利用pH和Ca²⁺敏感荧光指示剂[即分别为2',7'-双(羧乙基)-5(6)-羧基荧光素(BCECF)和fura-2],采用显微分光荧光测定法研究了仲胺、叔胺和季胺甲基胺及乙胺对HT29细胞内pH(pHi)和细胞内Ca²⁺活性([Ca²⁺]i)的影响。通过膜片钳技术研究膜电压(Vm)。仲胺和叔胺导致快速且稳定的浓度依赖性碱化,这与其pKa值无关。三甲胺(20 mmol/L)使pHi升高0.78±0.03 pH单位(n = 9),且在施加期间pH保持稳定。去除后导致pHi出现下冲且恢复缓慢且不完全:pHi比静息值酸性高0.26±0.06 pH单位。季胺四甲胺和四乙胺对pHi无影响。

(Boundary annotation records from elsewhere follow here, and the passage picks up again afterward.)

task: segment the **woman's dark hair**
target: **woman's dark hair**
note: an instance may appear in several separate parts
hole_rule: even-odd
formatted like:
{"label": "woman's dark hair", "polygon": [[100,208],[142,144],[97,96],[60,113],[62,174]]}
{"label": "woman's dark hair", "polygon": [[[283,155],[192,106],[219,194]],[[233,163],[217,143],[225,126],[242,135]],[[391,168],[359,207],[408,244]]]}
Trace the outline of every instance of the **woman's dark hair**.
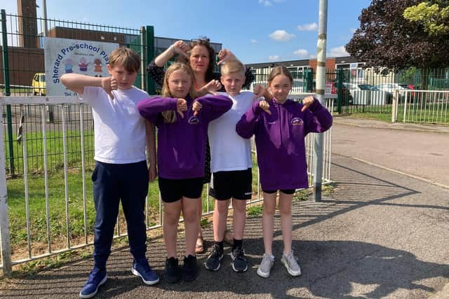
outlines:
{"label": "woman's dark hair", "polygon": [[[210,81],[215,78],[213,75],[213,68],[215,62],[215,50],[210,46],[209,43],[210,39],[206,36],[199,37],[196,39],[194,39],[190,42],[190,49],[193,49],[196,46],[202,46],[205,47],[209,53],[209,64],[208,69],[206,70],[205,79],[206,82]],[[188,52],[190,55],[190,51]],[[180,55],[177,61],[181,63],[189,65],[189,60],[184,57],[184,55]]]}

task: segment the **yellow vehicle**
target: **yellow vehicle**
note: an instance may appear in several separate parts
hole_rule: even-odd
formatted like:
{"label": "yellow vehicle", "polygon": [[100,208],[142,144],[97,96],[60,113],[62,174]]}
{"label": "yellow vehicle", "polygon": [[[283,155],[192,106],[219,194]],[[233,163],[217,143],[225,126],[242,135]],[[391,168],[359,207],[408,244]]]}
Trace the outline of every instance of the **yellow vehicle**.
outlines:
{"label": "yellow vehicle", "polygon": [[45,89],[45,74],[34,74],[33,81],[31,83],[31,86],[33,89],[33,95],[46,95],[47,92]]}

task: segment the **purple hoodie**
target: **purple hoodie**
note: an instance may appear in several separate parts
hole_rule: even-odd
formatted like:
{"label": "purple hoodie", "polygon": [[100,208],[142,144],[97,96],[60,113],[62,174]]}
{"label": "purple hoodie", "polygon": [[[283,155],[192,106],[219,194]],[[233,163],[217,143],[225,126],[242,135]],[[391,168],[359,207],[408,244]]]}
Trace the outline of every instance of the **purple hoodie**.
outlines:
{"label": "purple hoodie", "polygon": [[[157,132],[157,166],[159,176],[181,179],[204,176],[206,143],[209,122],[231,109],[232,101],[223,95],[195,99],[201,105],[196,117],[192,106],[194,100],[187,96],[187,111],[184,118],[176,112],[177,99],[153,97],[138,104],[140,115],[156,125]],[[161,112],[174,110],[176,121],[167,123]]]}
{"label": "purple hoodie", "polygon": [[332,125],[332,116],[315,99],[304,112],[302,104],[269,101],[270,116],[255,102],[236,125],[243,138],[255,135],[260,184],[266,190],[308,188],[304,137]]}

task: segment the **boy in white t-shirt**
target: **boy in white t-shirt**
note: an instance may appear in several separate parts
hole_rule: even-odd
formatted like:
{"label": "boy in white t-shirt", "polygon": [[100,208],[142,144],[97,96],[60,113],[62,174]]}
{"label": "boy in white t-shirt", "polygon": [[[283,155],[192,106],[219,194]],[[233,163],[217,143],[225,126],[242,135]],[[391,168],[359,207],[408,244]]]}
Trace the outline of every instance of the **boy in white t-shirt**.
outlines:
{"label": "boy in white t-shirt", "polygon": [[109,55],[107,69],[110,77],[78,74],[67,74],[61,77],[62,84],[89,102],[93,116],[95,265],[79,293],[81,298],[93,297],[107,278],[106,262],[111,253],[120,201],[128,225],[130,251],[134,258],[131,272],[140,277],[146,284],[159,281],[145,257],[145,197],[148,181],[154,180],[156,170],[154,127],[145,122],[137,109],[140,101],[149,97],[146,92],[133,85],[140,67],[139,55],[129,48],[121,47]]}
{"label": "boy in white t-shirt", "polygon": [[[209,194],[215,198],[214,245],[204,265],[212,271],[220,269],[223,258],[223,239],[231,199],[234,208],[232,269],[236,272],[248,270],[243,238],[246,221],[246,200],[250,199],[252,195],[253,162],[250,139],[239,136],[236,132],[236,124],[251,107],[257,97],[252,92],[241,91],[245,83],[246,70],[245,66],[239,60],[230,60],[222,66],[221,83],[233,104],[229,111],[209,123],[208,133],[213,174]],[[267,90],[262,85],[257,86],[255,92],[267,95]]]}

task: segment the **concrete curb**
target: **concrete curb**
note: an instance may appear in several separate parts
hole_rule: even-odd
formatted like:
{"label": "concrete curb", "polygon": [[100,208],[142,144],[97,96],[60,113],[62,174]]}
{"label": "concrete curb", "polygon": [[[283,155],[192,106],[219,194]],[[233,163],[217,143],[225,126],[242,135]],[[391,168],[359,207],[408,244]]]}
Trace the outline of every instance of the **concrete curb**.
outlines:
{"label": "concrete curb", "polygon": [[[440,133],[440,134],[449,134],[449,127],[446,129],[445,127],[427,127],[427,126],[424,125],[416,125],[416,124],[406,124],[406,123],[385,123],[384,124],[373,124],[373,123],[361,123],[364,120],[356,119],[356,118],[347,118],[346,120],[340,120],[338,117],[334,117],[333,122],[334,123],[337,123],[340,125],[351,125],[353,127],[368,127],[371,129],[387,129],[387,130],[394,130],[398,131],[415,131],[415,132],[431,132],[431,133]],[[348,120],[351,120],[351,121],[347,121]],[[398,125],[405,126],[404,127],[398,127]],[[419,125],[420,127],[415,127],[415,126]]]}

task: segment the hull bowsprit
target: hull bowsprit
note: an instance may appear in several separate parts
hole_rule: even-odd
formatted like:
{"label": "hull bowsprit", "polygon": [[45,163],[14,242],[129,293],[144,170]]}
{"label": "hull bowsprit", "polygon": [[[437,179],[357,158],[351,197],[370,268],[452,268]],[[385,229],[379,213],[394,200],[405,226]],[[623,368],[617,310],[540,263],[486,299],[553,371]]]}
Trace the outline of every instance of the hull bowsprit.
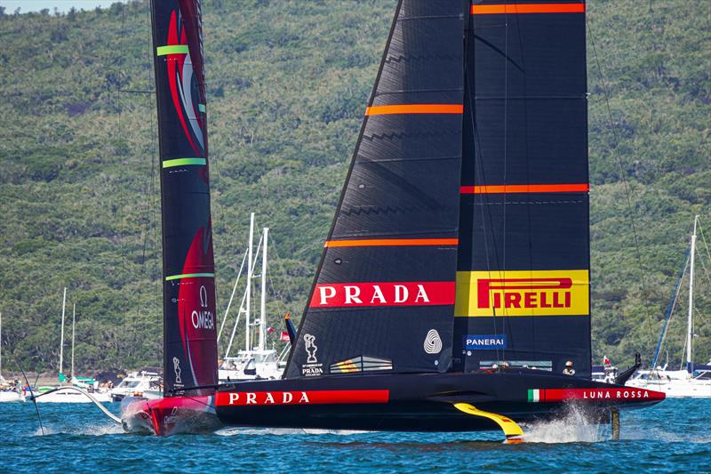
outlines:
{"label": "hull bowsprit", "polygon": [[156,436],[214,431],[221,426],[214,397],[129,397],[121,403],[121,425],[127,432]]}

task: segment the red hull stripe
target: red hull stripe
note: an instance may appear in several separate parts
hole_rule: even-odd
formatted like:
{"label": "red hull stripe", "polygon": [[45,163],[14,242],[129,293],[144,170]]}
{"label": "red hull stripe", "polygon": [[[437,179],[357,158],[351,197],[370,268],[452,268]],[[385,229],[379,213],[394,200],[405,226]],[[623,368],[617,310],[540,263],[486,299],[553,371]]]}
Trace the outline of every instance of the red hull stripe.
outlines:
{"label": "red hull stripe", "polygon": [[438,306],[454,304],[453,281],[324,283],[316,285],[309,308]]}
{"label": "red hull stripe", "polygon": [[564,400],[584,400],[588,402],[635,402],[663,400],[662,392],[644,389],[547,389],[539,391],[541,403],[562,402]]}
{"label": "red hull stripe", "polygon": [[585,4],[508,4],[498,5],[472,5],[473,15],[500,15],[504,13],[585,13]]}
{"label": "red hull stripe", "polygon": [[459,238],[371,238],[363,240],[326,240],[324,247],[389,247],[407,245],[458,245]]}
{"label": "red hull stripe", "polygon": [[306,390],[218,392],[217,406],[387,403],[390,390]]}
{"label": "red hull stripe", "polygon": [[483,186],[462,186],[460,194],[510,194],[510,193],[587,193],[587,183],[574,184],[503,184]]}
{"label": "red hull stripe", "polygon": [[366,116],[384,116],[393,114],[462,114],[462,104],[406,104],[378,105],[365,108]]}

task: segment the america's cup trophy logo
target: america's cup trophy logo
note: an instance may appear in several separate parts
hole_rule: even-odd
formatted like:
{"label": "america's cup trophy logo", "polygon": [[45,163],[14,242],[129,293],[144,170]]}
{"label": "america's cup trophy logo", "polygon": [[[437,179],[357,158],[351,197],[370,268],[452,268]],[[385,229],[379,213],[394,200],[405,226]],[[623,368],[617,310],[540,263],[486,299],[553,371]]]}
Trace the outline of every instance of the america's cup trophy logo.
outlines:
{"label": "america's cup trophy logo", "polygon": [[172,368],[175,371],[175,383],[182,383],[180,380],[180,359],[172,358]]}
{"label": "america's cup trophy logo", "polygon": [[304,342],[306,343],[304,349],[306,349],[306,351],[308,354],[308,358],[306,360],[307,364],[316,364],[318,362],[316,359],[316,350],[318,350],[318,347],[314,342],[316,339],[316,337],[315,335],[304,334]]}

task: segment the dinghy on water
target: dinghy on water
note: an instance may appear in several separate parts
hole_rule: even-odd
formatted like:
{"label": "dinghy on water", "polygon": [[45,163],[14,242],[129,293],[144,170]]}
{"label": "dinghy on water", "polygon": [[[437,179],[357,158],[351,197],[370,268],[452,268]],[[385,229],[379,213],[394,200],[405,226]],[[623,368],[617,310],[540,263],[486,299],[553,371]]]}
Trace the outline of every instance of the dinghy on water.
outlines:
{"label": "dinghy on water", "polygon": [[619,409],[664,398],[590,380],[585,4],[571,2],[397,4],[284,376],[218,387],[214,331],[188,324],[214,314],[199,7],[153,4],[166,398],[128,406],[124,427],[515,439],[576,403],[619,435]]}

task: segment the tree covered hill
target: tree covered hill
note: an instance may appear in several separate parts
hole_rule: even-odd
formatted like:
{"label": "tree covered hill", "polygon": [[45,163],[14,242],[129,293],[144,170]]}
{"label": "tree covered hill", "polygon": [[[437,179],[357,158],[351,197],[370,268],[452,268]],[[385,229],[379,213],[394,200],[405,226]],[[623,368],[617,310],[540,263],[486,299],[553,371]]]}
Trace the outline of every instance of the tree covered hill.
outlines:
{"label": "tree covered hill", "polygon": [[[395,1],[236,4],[204,3],[219,312],[256,212],[271,229],[268,309],[281,328],[284,312],[303,309]],[[0,16],[5,367],[56,368],[63,286],[69,317],[76,304],[78,367],[157,365],[160,201],[147,4],[7,13]],[[708,2],[588,2],[597,359],[651,356],[694,214],[711,240],[709,19]],[[706,259],[697,265],[701,360],[711,355],[703,241],[699,253]],[[674,362],[683,313],[667,338]]]}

所有测试的仲胺和叔胺(二甲胺、二乙胺、三甲胺和三乙胺)均诱导[Ca²⁺]i瞬变,该瞬变在10 - 25秒内达到峰值,然后缓慢下降至[Ca²⁺]i平台期。三甲胺(20 mmol/L)诱导的初始Δ[Ca²⁺]i为160±15 nmol/L(n = 17)。[Ca²⁺]i峰值与浴液中的Ca²⁺活性无关,但在无Ca²⁺条件下[Ca²⁺]i平台期显著降低,并且可通过施加CO₂(10%;n = 6)立即中断,这是使HT29细胞内pHi酸化的一种操作。排空对卡巴胆碱或神经降压素敏感的细胞内Ca²⁺储存完全消除了这种[Ca²⁺]i瞬变。四甲胺导致的[Ca²⁺]i变化比其他测试胺更高,并且只有这种瞬变可被阿托品(10⁻⁶ mol/L)完全阻断。三甲胺(20 mmol/L)使Vm超极化22.5±3.7 mV(n = 16),并使全细胞电导增加2.3±0.5 nS(n = 16)。我们得出结论,仲胺和叔胺诱导稳定的碱性pHi变化,从细胞内对肌醇-1,4,5-三磷酸敏感的Ca²⁺储存中释放Ca²⁺,并增加Ca²⁺流入HT29细胞。后者可能与储存耗竭和超极化均有关。